The papers by Darian-Smith and Edmonds will reveal the wide range of strategies of diplomacy employed by the British in their attempts to establish communication and alliance with Indigenous peoples. They will show how such repertoires, using similar techniques and methods, migrated across the empire often from North America to the new colonies in the Pacific. These papers will draw upon their work recently published in a jointly edited book, titled Conciliation on Colonial Frontiers (Routledge: London, 2015). Professor Darian-Smith’s paper will illustrate how practices developed by the British in North America were imported into New South Wales in the early 1800s as attempts were made to create diplomatic relations with the Aboriginal tribes. Professor Edmonds will shine a light upon little-known efforts by Governor George Arthur Governor of Van Diemens’ Land (Tasmania) in the 1820s to conduct a form of visual diplomacy by distributing narrative picture boards (known as Proclamation Boards) around the colony depicting his desire for conciliatory relations with the Aboriginal people, within a period of marital law and extreme frontier violence. Edmonds argues that the imagery reflects emergent liberal, British evangelical and humanitarian ideas of the late 18th century, themes also found in the iconography of other political objects made during this period such as British and North American ‘peace’ or treaty medals.
Richard Price, will address the ideological context of such diplomacy in the early nineteenth century Empire, a moment when humanitarian sentiments lay at the heart of imperial ideology in the southern seas. Yet Governors like George Arthur found themselves presiding over atrocious acts of violence against Indigenous peoples. Price’s paper will focus on the tensions between conciliation and coercion that were implicit in imperial negotiating as reflecting the ambiguities of the humanitarian effort at colonial governance.

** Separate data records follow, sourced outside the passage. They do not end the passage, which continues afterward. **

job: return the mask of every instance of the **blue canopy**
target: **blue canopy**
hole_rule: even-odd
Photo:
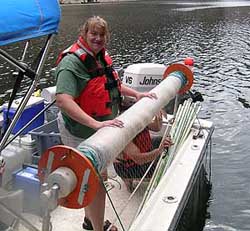
[[[58,0],[7,0],[0,7],[0,46],[57,33]]]

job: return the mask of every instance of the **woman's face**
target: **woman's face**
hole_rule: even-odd
[[[104,30],[96,26],[90,28],[86,34],[86,42],[94,54],[97,54],[106,44],[106,34]]]

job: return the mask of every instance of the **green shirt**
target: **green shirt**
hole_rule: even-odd
[[[66,55],[56,68],[55,76],[57,79],[56,83],[56,94],[68,94],[77,98],[84,87],[86,86],[90,76],[87,73],[87,69],[84,63],[76,57],[74,54]],[[110,92],[111,100],[118,96],[118,91],[112,89]],[[109,116],[98,117],[95,119],[98,121],[105,121],[113,119],[118,113],[118,106],[115,104],[112,106],[112,114]],[[88,138],[95,133],[95,130],[78,123],[71,119],[65,112],[62,111],[62,116],[65,122],[65,127],[69,130],[72,135],[81,138]]]

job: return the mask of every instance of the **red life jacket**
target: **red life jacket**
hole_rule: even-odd
[[[140,149],[141,153],[149,152],[152,150],[152,140],[150,137],[149,129],[145,128],[133,140],[134,144]],[[129,154],[123,153],[123,160],[125,168],[137,165],[130,157]]]
[[[105,49],[100,52],[104,67],[96,60],[83,38],[79,37],[78,41],[63,51],[57,59],[58,64],[63,57],[71,53],[84,63],[90,80],[75,101],[84,112],[94,117],[111,115],[112,105],[120,105],[121,102],[121,81],[112,67],[112,59]],[[118,91],[118,97],[111,100],[110,91],[114,88]]]

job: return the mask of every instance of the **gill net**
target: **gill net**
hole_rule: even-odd
[[[126,159],[126,153],[122,152],[114,164],[109,166],[109,184],[106,184],[106,188],[108,188],[107,194],[110,202],[107,203],[106,213],[112,223],[120,226],[121,230],[129,230],[133,220],[144,208],[176,153],[187,139],[199,110],[199,103],[193,103],[191,99],[184,101],[178,107],[175,117],[163,122],[161,132],[150,133],[152,147],[148,152],[144,150],[138,163]],[[173,145],[168,149],[163,149],[156,158],[149,161],[148,153],[154,152],[168,136],[171,137]],[[139,140],[141,145],[148,146],[148,137],[140,136]],[[131,142],[136,143],[135,138]],[[139,162],[143,163],[142,166],[138,166]]]

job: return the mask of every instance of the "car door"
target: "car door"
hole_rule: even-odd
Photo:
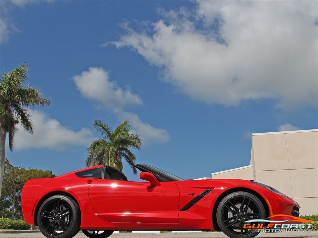
[[[148,182],[94,180],[88,194],[96,213],[107,221],[179,222],[179,192],[173,181],[154,186]]]

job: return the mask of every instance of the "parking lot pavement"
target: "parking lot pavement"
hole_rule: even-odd
[[[29,233],[3,233],[0,232],[1,238],[45,238],[39,232]],[[87,238],[81,232],[74,238]],[[109,238],[225,238],[227,237],[223,232],[174,232],[165,233],[116,233]],[[318,231],[311,232],[261,233],[257,238],[318,238]]]

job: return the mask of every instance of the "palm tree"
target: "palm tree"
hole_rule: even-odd
[[[12,151],[17,125],[21,123],[25,130],[33,134],[33,126],[26,107],[48,106],[50,100],[42,97],[38,89],[23,83],[28,78],[30,64],[26,62],[12,72],[0,75],[0,197],[4,172],[5,140],[9,135],[9,148]]]
[[[121,171],[122,159],[124,158],[134,174],[136,174],[136,157],[129,148],[140,149],[142,139],[139,135],[129,133],[131,126],[129,120],[127,119],[119,124],[114,130],[100,120],[95,121],[93,124],[94,129],[100,132],[103,137],[94,141],[87,148],[88,156],[85,165],[89,167],[104,164]]]

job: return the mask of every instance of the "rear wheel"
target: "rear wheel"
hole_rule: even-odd
[[[265,209],[259,200],[245,192],[236,192],[221,201],[217,211],[218,224],[231,238],[252,238],[259,233],[258,229],[244,228],[245,221],[265,219]],[[253,222],[257,226],[257,222]]]
[[[82,230],[83,233],[89,238],[106,238],[114,232],[114,231],[99,230]]]
[[[37,220],[40,230],[48,238],[71,238],[80,229],[80,208],[64,195],[54,195],[45,200],[40,207]]]

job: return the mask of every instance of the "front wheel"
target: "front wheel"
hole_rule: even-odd
[[[244,228],[244,225],[248,223],[245,221],[265,219],[265,215],[264,206],[259,200],[245,192],[236,192],[227,195],[217,210],[218,224],[224,234],[231,238],[256,236],[259,233],[258,229]]]
[[[114,232],[114,231],[99,230],[82,230],[83,233],[89,238],[106,238]]]
[[[38,225],[48,238],[71,238],[80,231],[80,208],[73,199],[54,195],[40,207]]]

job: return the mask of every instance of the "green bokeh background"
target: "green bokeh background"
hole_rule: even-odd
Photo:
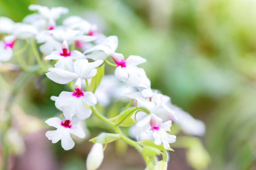
[[[62,18],[96,21],[105,35],[118,37],[118,52],[146,58],[152,87],[205,123],[207,169],[256,169],[256,1],[1,0],[0,15],[20,22],[33,4],[68,7]],[[31,92],[35,106],[27,110],[41,118],[56,111],[48,99],[61,89],[50,86]],[[65,169],[81,169],[72,166],[84,166],[79,160]]]

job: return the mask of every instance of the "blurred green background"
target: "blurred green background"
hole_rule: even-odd
[[[1,0],[0,15],[20,22],[33,4],[67,7],[70,13],[62,18],[87,19],[107,36],[118,37],[117,52],[146,58],[142,67],[152,87],[205,123],[202,139],[211,158],[207,169],[256,169],[256,1]],[[61,91],[46,81],[43,90],[27,88],[35,106],[24,109],[41,118],[57,112],[49,98]],[[68,160],[63,169],[83,168],[76,150],[56,151],[58,159]],[[182,150],[172,153],[168,169],[191,169],[172,161],[178,156],[185,157]]]

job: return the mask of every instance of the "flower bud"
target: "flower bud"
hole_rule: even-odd
[[[86,160],[87,170],[95,170],[100,166],[104,155],[103,146],[99,143],[95,143],[89,153]]]

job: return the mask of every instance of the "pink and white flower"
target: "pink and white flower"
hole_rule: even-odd
[[[51,68],[49,72],[46,74],[48,78],[57,83],[64,84],[77,79],[75,88],[81,89],[82,81],[94,76],[97,74],[95,68],[103,63],[98,60],[89,63],[86,59],[77,60],[74,65],[74,72],[71,72],[57,68]]]
[[[58,60],[54,65],[55,68],[74,71],[73,60],[84,59],[85,56],[82,53],[74,50],[69,51],[67,41],[64,41],[62,45],[62,51],[54,51],[45,58],[45,60]]]
[[[74,147],[75,143],[70,136],[70,133],[81,138],[84,138],[85,134],[82,128],[77,124],[72,124],[71,121],[65,120],[63,122],[57,118],[48,119],[45,123],[49,126],[57,128],[55,131],[47,131],[45,136],[53,144],[61,141],[61,146],[65,150],[69,150]]]
[[[31,11],[37,11],[38,15],[34,15],[33,17],[27,18],[26,21],[31,23],[39,22],[39,24],[44,22],[49,30],[53,29],[56,26],[55,21],[58,19],[62,14],[65,14],[68,13],[68,9],[63,7],[52,7],[51,9],[47,7],[41,6],[38,5],[30,5],[29,9]],[[42,21],[43,20],[43,21]],[[45,21],[43,22],[43,20]]]
[[[15,36],[8,35],[4,37],[3,41],[0,41],[0,61],[7,61],[11,58],[16,39]]]
[[[117,64],[115,72],[116,77],[125,81],[130,86],[136,86],[141,83],[142,78],[146,77],[144,69],[137,65],[145,63],[146,60],[135,55],[130,55],[126,60],[122,54],[112,57]]]
[[[53,30],[49,31],[52,34],[53,38],[62,43],[65,40],[72,44],[75,41],[82,42],[91,42],[97,39],[97,37],[85,35],[83,33],[77,30],[67,29],[66,31]]]
[[[165,149],[170,148],[169,144],[175,142],[176,136],[170,135],[167,131],[170,131],[172,122],[168,120],[162,123],[163,120],[154,114],[152,114],[150,121],[151,130],[153,131],[154,143],[157,145],[163,144]]]
[[[135,125],[136,138],[138,139],[141,134],[149,131],[147,132],[147,139],[151,139],[153,137],[156,145],[159,145],[162,143],[165,149],[170,148],[169,144],[175,142],[176,136],[166,132],[170,131],[171,121],[168,120],[164,123],[162,122],[162,119],[153,113],[142,117]]]
[[[94,106],[97,100],[90,92],[83,92],[81,89],[75,89],[75,92],[62,92],[55,101],[56,107],[63,111],[65,118],[70,119],[74,116],[83,120],[89,118],[92,110],[85,104]]]
[[[109,56],[115,56],[120,54],[115,52],[118,46],[118,39],[116,36],[108,37],[97,46],[85,51],[86,58],[94,60],[104,60]]]

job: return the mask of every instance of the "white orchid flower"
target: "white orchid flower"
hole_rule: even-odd
[[[70,120],[65,120],[64,122],[57,118],[48,119],[45,123],[49,126],[57,128],[55,131],[47,131],[45,136],[53,144],[61,140],[61,146],[65,150],[69,150],[74,147],[75,143],[70,136],[70,133],[81,138],[84,138],[85,134],[82,128],[77,124],[71,124]]]
[[[89,34],[92,26],[87,21],[79,16],[75,15],[67,17],[63,21],[62,24],[67,29],[78,30],[85,34]]]
[[[14,24],[14,22],[10,18],[0,17],[0,33],[12,33]]]
[[[53,81],[61,84],[67,84],[77,79],[75,88],[81,89],[82,80],[94,76],[97,74],[97,69],[95,68],[102,63],[102,60],[89,63],[86,59],[77,60],[74,63],[74,72],[60,68],[51,68],[46,75]]]
[[[181,128],[185,134],[201,136],[205,132],[205,125],[201,120],[193,118],[189,113],[184,111],[179,107],[174,105],[168,106],[171,112],[177,117],[175,119],[173,114],[170,112],[159,110],[157,115],[165,120],[173,120]]]
[[[76,50],[69,52],[67,41],[64,41],[62,44],[62,51],[54,51],[45,57],[45,60],[58,60],[54,65],[55,68],[74,71],[73,60],[84,59],[84,55]]]
[[[97,39],[97,37],[83,35],[83,33],[77,30],[67,29],[66,31],[53,30],[49,31],[52,34],[56,41],[62,43],[65,40],[68,43],[73,43],[74,41],[91,42]]]
[[[104,158],[102,144],[96,143],[93,145],[86,159],[87,170],[96,170],[99,167]]]
[[[146,77],[144,69],[137,67],[137,65],[146,62],[146,59],[138,56],[130,55],[125,60],[124,56],[121,54],[116,54],[112,58],[117,65],[115,75],[128,85],[139,85],[141,83],[141,78]]]
[[[170,135],[167,131],[170,131],[172,122],[168,120],[162,123],[163,120],[152,114],[150,125],[151,130],[153,131],[153,136],[155,138],[154,143],[157,145],[163,144],[164,148],[166,149],[170,148],[169,144],[175,142],[176,136]]]
[[[38,27],[41,27],[42,25],[44,25],[45,28],[47,26],[47,29],[49,30],[54,29],[56,25],[55,21],[58,19],[62,14],[68,13],[68,9],[63,7],[49,9],[47,7],[33,4],[29,7],[29,9],[31,11],[37,11],[38,14],[29,15],[24,21]]]
[[[55,101],[56,107],[63,111],[65,118],[70,119],[74,116],[83,120],[89,118],[92,110],[85,106],[94,106],[97,100],[90,92],[83,92],[75,89],[75,92],[62,92]]]
[[[61,43],[54,39],[52,34],[45,30],[38,34],[36,39],[38,43],[43,43],[39,47],[39,49],[43,54],[49,54],[54,50],[61,50]]]
[[[116,36],[107,37],[97,46],[85,51],[86,58],[94,60],[104,60],[109,56],[119,54],[115,52],[118,46],[118,39]]]

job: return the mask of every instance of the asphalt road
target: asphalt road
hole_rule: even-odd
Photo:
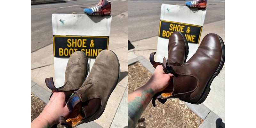
[[[185,6],[186,1],[128,1],[128,39],[133,42],[157,36],[162,4]],[[204,24],[225,20],[225,1],[207,1]]]
[[[74,12],[84,14],[83,9],[96,4],[99,0],[73,0],[31,6],[31,52],[52,43],[52,14],[71,14]],[[127,11],[127,1],[111,1],[112,18]],[[112,20],[111,24],[117,24],[118,21]],[[118,32],[116,32],[118,33]]]

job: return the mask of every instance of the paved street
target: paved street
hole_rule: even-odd
[[[142,56],[149,61],[150,53],[156,52],[161,4],[179,4],[185,5],[185,2],[181,0],[128,1],[128,21],[132,23],[128,25],[128,39],[135,47],[128,51],[128,60]],[[220,36],[225,43],[225,6],[224,0],[207,1],[207,12],[200,42],[206,34],[214,33]],[[220,73],[212,83],[211,88],[203,104],[225,123],[225,63]]]
[[[84,14],[84,8],[94,6],[99,1],[74,0],[31,5],[31,83],[34,82],[38,85],[37,87],[41,87],[46,92],[51,92],[46,86],[44,79],[51,77],[54,78],[54,76],[52,14],[71,14],[76,12]],[[111,4],[112,20],[108,49],[114,52],[119,60],[119,82],[100,117],[77,128],[96,127],[96,125],[99,127],[124,128],[127,126],[127,122],[120,121],[127,120],[127,1],[114,0]]]

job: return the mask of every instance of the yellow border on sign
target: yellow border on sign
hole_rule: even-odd
[[[200,33],[199,34],[199,38],[198,38],[198,42],[197,42],[197,44],[199,44],[199,41],[200,40],[200,36],[201,36],[201,33],[202,32],[202,28],[203,27],[202,26],[199,26],[199,25],[194,25],[193,24],[185,24],[185,23],[181,23],[178,22],[173,22],[173,21],[167,21],[167,20],[160,20],[160,24],[159,25],[159,32],[158,32],[158,36],[160,36],[160,28],[161,27],[161,22],[162,21],[166,22],[169,22],[169,23],[176,23],[176,24],[184,24],[185,25],[190,25],[191,26],[195,26],[195,27],[200,27],[201,28],[201,29],[200,30]]]
[[[107,49],[108,48],[108,36],[60,36],[54,35],[53,36],[53,56],[55,57],[55,42],[54,42],[54,37],[94,37],[94,38],[108,38],[108,42],[107,44]]]
[[[53,56],[55,57],[55,45],[54,43],[54,38],[55,37],[53,36]]]

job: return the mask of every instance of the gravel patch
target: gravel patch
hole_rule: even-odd
[[[41,113],[46,104],[32,92],[30,92],[30,122],[31,122]]]

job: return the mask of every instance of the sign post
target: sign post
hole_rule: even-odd
[[[164,57],[168,58],[169,38],[175,31],[180,31],[183,33],[188,43],[189,52],[187,60],[192,57],[198,46],[206,11],[206,9],[191,9],[184,6],[162,4],[156,61],[162,61]]]
[[[90,73],[98,55],[108,48],[111,20],[111,16],[52,14],[54,84],[56,87],[64,85],[68,58],[76,51],[85,53],[88,58]]]

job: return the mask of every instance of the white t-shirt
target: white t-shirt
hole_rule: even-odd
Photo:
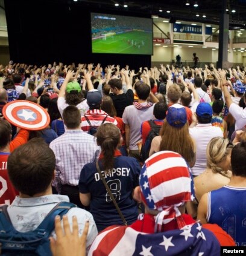
[[[191,172],[193,175],[198,176],[206,168],[207,144],[215,137],[223,137],[223,133],[219,127],[213,126],[211,123],[198,123],[196,126],[189,128],[189,131],[197,145],[197,160]]]
[[[62,116],[62,113],[63,113],[63,110],[69,106],[66,102],[65,98],[63,97],[59,97],[57,100],[57,107],[59,110],[59,112]],[[78,103],[76,107],[78,108],[80,111],[80,114],[82,116],[84,116],[84,113],[86,113],[89,110],[89,106],[87,103],[87,100],[85,99],[82,102]]]
[[[246,108],[244,110],[235,103],[232,103],[230,106],[229,112],[235,119],[235,130],[241,129],[246,125]]]

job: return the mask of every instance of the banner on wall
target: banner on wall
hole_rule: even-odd
[[[154,38],[153,42],[161,44],[171,44],[171,39],[168,38]]]
[[[177,33],[186,33],[190,34],[201,34],[203,32],[203,28],[201,26],[187,24],[174,24],[174,32]],[[206,34],[212,34],[212,27],[206,27]]]

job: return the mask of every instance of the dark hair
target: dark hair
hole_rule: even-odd
[[[212,90],[212,95],[215,97],[215,99],[220,99],[222,97],[222,91],[217,88],[214,88]]]
[[[166,117],[168,109],[168,107],[166,102],[157,102],[154,107],[154,116],[157,119],[164,119]]]
[[[110,85],[113,89],[115,87],[117,88],[118,90],[122,90],[122,83],[121,79],[118,79],[117,78],[114,78],[113,79],[111,79],[109,81],[108,84]]]
[[[33,139],[8,158],[11,182],[17,190],[30,197],[47,189],[55,168],[55,154],[42,139]]]
[[[191,93],[188,93],[188,91],[184,91],[181,94],[180,100],[183,106],[189,107],[192,100]]]
[[[26,100],[37,103],[37,99],[36,97],[29,96],[27,98],[26,98]]]
[[[224,101],[222,100],[215,100],[212,108],[213,109],[213,113],[215,114],[219,114],[222,112],[224,108]]]
[[[197,117],[199,123],[210,123],[212,116],[209,114],[204,114],[202,117],[197,115]]]
[[[40,105],[44,108],[47,108],[50,101],[49,96],[47,94],[43,94],[40,96]]]
[[[58,110],[57,107],[57,100],[58,98],[52,99],[49,101],[49,105],[48,107],[48,113],[49,115],[49,117],[51,117],[51,122],[55,119],[58,119],[61,118],[61,114],[60,114],[60,111]]]
[[[207,87],[208,87],[210,85],[210,82],[211,82],[210,79],[206,79],[206,80],[205,80],[205,82],[204,82],[204,85],[205,85]]]
[[[148,99],[150,93],[150,87],[142,81],[138,81],[135,84],[135,91],[140,100],[145,100]]]
[[[150,77],[150,88],[153,89],[154,87],[154,84],[155,84],[154,78]]]
[[[201,87],[201,85],[203,84],[203,79],[199,76],[196,76],[194,78],[194,84],[197,88]]]
[[[78,93],[77,91],[72,91],[69,93],[65,93],[66,103],[68,105],[73,105],[76,106],[84,100],[84,95],[82,91]]]
[[[75,106],[68,106],[63,110],[62,118],[68,129],[76,129],[80,125],[81,116],[80,110]]]
[[[14,84],[20,84],[22,80],[21,76],[19,74],[14,74],[12,76]]]
[[[212,79],[210,81],[211,84],[214,85],[216,87],[217,87],[218,82],[217,79]]]
[[[7,120],[0,119],[0,149],[10,142],[11,132],[10,123]]]
[[[231,163],[233,175],[235,176],[246,177],[245,141],[241,142],[232,149]]]
[[[102,97],[101,109],[112,117],[116,115],[116,110],[113,105],[113,100],[110,96],[105,96]]]
[[[104,169],[109,172],[114,166],[115,151],[120,142],[119,128],[112,123],[106,123],[98,128],[96,141],[103,154]]]

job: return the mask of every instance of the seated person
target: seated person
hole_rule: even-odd
[[[219,255],[221,245],[235,245],[217,225],[202,226],[184,214],[186,203],[194,196],[192,180],[180,154],[161,151],[151,156],[134,191],[134,198],[145,205],[145,214],[131,226],[105,229],[92,243],[89,255],[198,255],[201,252]]]

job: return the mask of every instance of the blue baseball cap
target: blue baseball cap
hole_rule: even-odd
[[[187,122],[186,110],[180,104],[174,104],[168,108],[166,119],[171,126],[183,127]]]
[[[212,107],[209,103],[202,102],[199,103],[197,106],[197,110],[195,111],[197,116],[202,117],[204,115],[207,116],[213,115],[213,110]]]
[[[240,80],[237,80],[234,84],[233,89],[238,93],[243,93],[246,91],[246,85],[242,84]]]

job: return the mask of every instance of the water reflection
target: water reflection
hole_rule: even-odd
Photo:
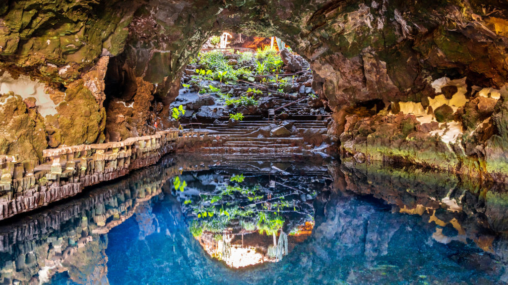
[[[166,157],[0,225],[0,283],[503,284],[506,193],[319,157]]]
[[[280,261],[311,232],[312,201],[331,181],[326,168],[302,176],[295,165],[275,171],[270,166],[271,175],[213,167],[173,180],[182,211],[193,220],[191,233],[210,256],[230,267]]]

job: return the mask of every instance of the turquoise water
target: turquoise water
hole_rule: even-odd
[[[64,203],[3,225],[0,261],[14,264],[16,268],[13,273],[4,266],[0,271],[4,283],[16,278],[21,283],[30,278],[35,282],[44,281],[45,277],[46,281],[42,283],[48,284],[505,283],[508,243],[502,235],[487,228],[492,227],[478,225],[483,219],[480,214],[452,211],[446,205],[424,212],[401,213],[403,207],[395,201],[406,200],[407,209],[410,205],[425,204],[422,199],[426,199],[425,207],[430,208],[429,201],[435,197],[420,193],[408,202],[409,196],[401,198],[403,194],[394,194],[399,190],[404,195],[410,193],[401,190],[409,189],[400,180],[397,180],[400,189],[384,192],[372,177],[341,168],[337,162],[288,159],[281,158],[276,163],[273,158],[255,163],[205,161],[205,166],[202,163],[193,171],[182,169],[181,174],[176,171],[172,178],[164,180],[167,177],[160,175],[163,169],[181,167],[177,160],[166,159],[158,168],[98,188],[75,199],[72,205]],[[232,175],[240,173],[242,182],[231,181]],[[153,177],[146,177],[150,175]],[[183,192],[174,189],[176,176],[186,182]],[[274,187],[270,187],[270,181],[276,182]],[[152,189],[139,194],[139,188],[147,189],[148,185]],[[227,186],[231,187],[227,189]],[[366,186],[390,195],[385,200],[375,198],[378,195],[365,193]],[[232,187],[238,188],[236,192],[228,192]],[[120,190],[104,195],[112,189]],[[252,189],[256,190],[248,192]],[[435,195],[436,191],[431,192]],[[456,195],[464,197],[462,191],[457,192]],[[221,196],[221,193],[225,194]],[[283,195],[286,195],[283,203],[277,204],[280,199],[265,201]],[[216,198],[210,203],[210,197],[217,196],[220,200]],[[250,200],[249,196],[258,198]],[[76,210],[71,215],[70,209]],[[203,209],[217,211],[211,217],[198,218]],[[226,215],[220,213],[221,209],[228,209],[230,217],[235,210],[240,213],[226,219]],[[238,209],[249,211],[246,214]],[[255,222],[263,215],[260,213],[269,210],[283,220],[283,225],[275,227],[275,241],[273,234],[260,234],[257,228],[249,230],[251,225],[245,226],[254,221],[255,227],[261,226],[262,223]],[[58,215],[60,218],[55,218]],[[55,223],[48,226],[47,219],[52,215]],[[108,217],[106,227],[110,228],[103,233],[99,232],[105,228],[97,225],[102,225],[97,218],[101,215]],[[273,220],[275,216],[271,217]],[[43,220],[44,225],[40,223]],[[31,235],[26,234],[24,228],[24,236],[30,238],[23,240],[19,237],[22,235],[20,229],[22,224],[28,224],[28,220],[40,223]],[[217,225],[216,221],[222,223]],[[197,231],[201,235],[195,234],[196,230],[192,232],[193,223],[195,230],[196,225],[201,227],[202,231]],[[298,232],[299,225],[305,224],[313,225],[311,233]],[[15,228],[18,238],[12,234]],[[9,232],[11,235],[6,234]],[[279,242],[283,245],[282,232],[289,234],[285,244],[289,250],[279,260],[269,252]],[[91,240],[68,237],[76,235],[92,237],[87,237]],[[224,244],[227,238],[233,248],[229,255],[224,250],[216,251],[215,254],[222,252],[217,258],[216,254],[212,256],[213,251],[204,248],[207,243]],[[76,249],[66,258],[55,257],[59,256],[60,250],[65,256],[64,248],[68,253],[71,247]],[[234,262],[228,261],[236,254],[234,248],[244,247],[253,248],[264,261],[234,268]],[[5,277],[8,274],[10,277]]]

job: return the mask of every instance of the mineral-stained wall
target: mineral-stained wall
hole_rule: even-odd
[[[225,30],[278,37],[310,62],[343,155],[507,176],[501,0],[4,2],[0,68],[44,83],[47,96],[0,99],[5,109],[18,98],[5,117],[18,126],[0,126],[0,151],[40,158],[46,146],[147,134],[155,122],[167,127],[184,67]],[[50,104],[41,98],[55,114],[44,115]]]

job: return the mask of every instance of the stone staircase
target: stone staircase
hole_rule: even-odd
[[[291,103],[298,99],[274,98],[274,109]],[[311,108],[306,99],[287,107],[275,111],[275,116],[245,116],[241,121],[231,123],[229,117],[224,117],[214,123],[183,125],[185,128],[199,128],[208,131],[214,138],[211,146],[201,149],[204,152],[217,153],[301,154],[311,152],[320,146],[308,142],[303,135],[307,130],[317,132],[316,135],[326,134],[328,119],[327,114],[311,113]],[[266,110],[264,110],[266,111]],[[285,119],[280,114],[285,113]],[[274,134],[273,130],[286,124],[290,131],[282,130],[282,134]],[[199,127],[198,127],[199,126]]]

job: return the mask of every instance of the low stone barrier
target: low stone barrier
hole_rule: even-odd
[[[43,151],[44,163],[0,156],[0,220],[74,196],[84,187],[123,176],[178,150],[210,143],[206,130],[170,129],[122,141]]]

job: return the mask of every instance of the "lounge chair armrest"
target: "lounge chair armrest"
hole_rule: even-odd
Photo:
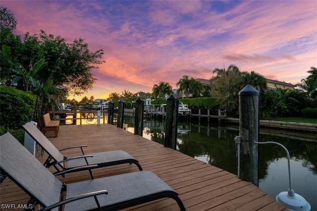
[[[83,153],[83,155],[84,155],[84,151],[83,150],[83,147],[87,147],[87,145],[74,146],[73,147],[66,147],[63,149],[60,149],[58,150],[58,151],[60,152],[61,151],[66,150],[67,149],[74,149],[75,148],[80,148],[80,149],[81,150],[81,151]]]
[[[96,196],[98,196],[101,194],[107,195],[107,194],[108,194],[108,191],[106,190],[100,190],[98,191],[92,192],[90,193],[84,193],[83,194],[78,195],[77,196],[74,196],[69,199],[67,199],[65,200],[62,201],[61,202],[55,203],[50,206],[47,207],[44,209],[41,210],[41,211],[49,211],[55,208],[57,208],[58,207],[61,206],[65,204],[67,204],[70,202],[73,202],[74,201],[79,200],[80,199],[84,199],[87,197],[94,197],[95,200],[97,200],[97,198],[96,198]],[[97,203],[99,206],[99,204],[98,203],[98,202],[96,202]]]
[[[65,174],[67,173],[71,173],[73,172],[76,171],[80,171],[82,170],[89,170],[91,169],[96,169],[98,168],[98,165],[89,165],[89,166],[85,166],[83,167],[75,167],[72,169],[68,169],[67,170],[62,170],[61,171],[57,172],[56,173],[54,173],[53,175],[54,176],[58,176],[60,174]]]
[[[58,162],[53,162],[52,164],[51,164],[51,166],[55,165],[56,164],[58,164],[61,163],[64,163],[66,161],[70,161],[71,160],[78,159],[79,158],[88,158],[90,157],[93,157],[93,155],[81,155],[80,156],[73,157],[71,158],[63,160],[62,161],[58,161]]]

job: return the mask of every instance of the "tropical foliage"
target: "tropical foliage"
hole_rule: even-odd
[[[154,84],[152,88],[152,97],[157,99],[158,97],[164,98],[173,93],[172,86],[168,83],[159,82],[158,85]]]
[[[190,93],[193,94],[193,97],[199,97],[202,91],[203,90],[203,84],[193,78],[188,79],[188,76],[184,76],[176,83],[176,86],[179,86],[177,89],[177,93],[183,91],[185,95],[185,98],[188,98]]]
[[[36,96],[16,88],[0,85],[0,125],[16,129],[33,119]]]
[[[221,109],[226,109],[231,116],[236,116],[239,107],[239,92],[243,84],[242,73],[238,67],[229,65],[227,69],[215,68],[216,76],[211,80],[211,92],[217,97]]]
[[[302,79],[302,84],[298,85],[307,91],[309,97],[316,100],[317,98],[317,68],[311,67],[307,73],[311,75],[306,79]]]

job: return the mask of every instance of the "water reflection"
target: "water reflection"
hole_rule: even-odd
[[[127,117],[124,127],[133,132],[133,118]],[[143,136],[164,144],[162,120],[148,120],[144,126]],[[238,135],[238,125],[219,127],[217,122],[180,119],[177,148],[184,154],[237,174],[237,151],[233,139]],[[291,159],[293,189],[310,203],[312,210],[317,210],[316,138],[316,134],[261,128],[259,140],[276,141],[287,148]],[[275,198],[289,187],[286,154],[275,144],[261,145],[259,153],[259,187]]]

All three papers, however, will also address the legacies that these diplomatic efforts left in the history of empire. Price will suggest how the legacies of humanitarian policies carried over in the later rhetoric of a liberal British empire. Edmonds and Darian-Smith will show how the imagery of these instruments of diplomacy continues to figure in the contemporary culture of Indigenous peoples of Australia, keeping alive the often traumatic memories of this seemingly distant past.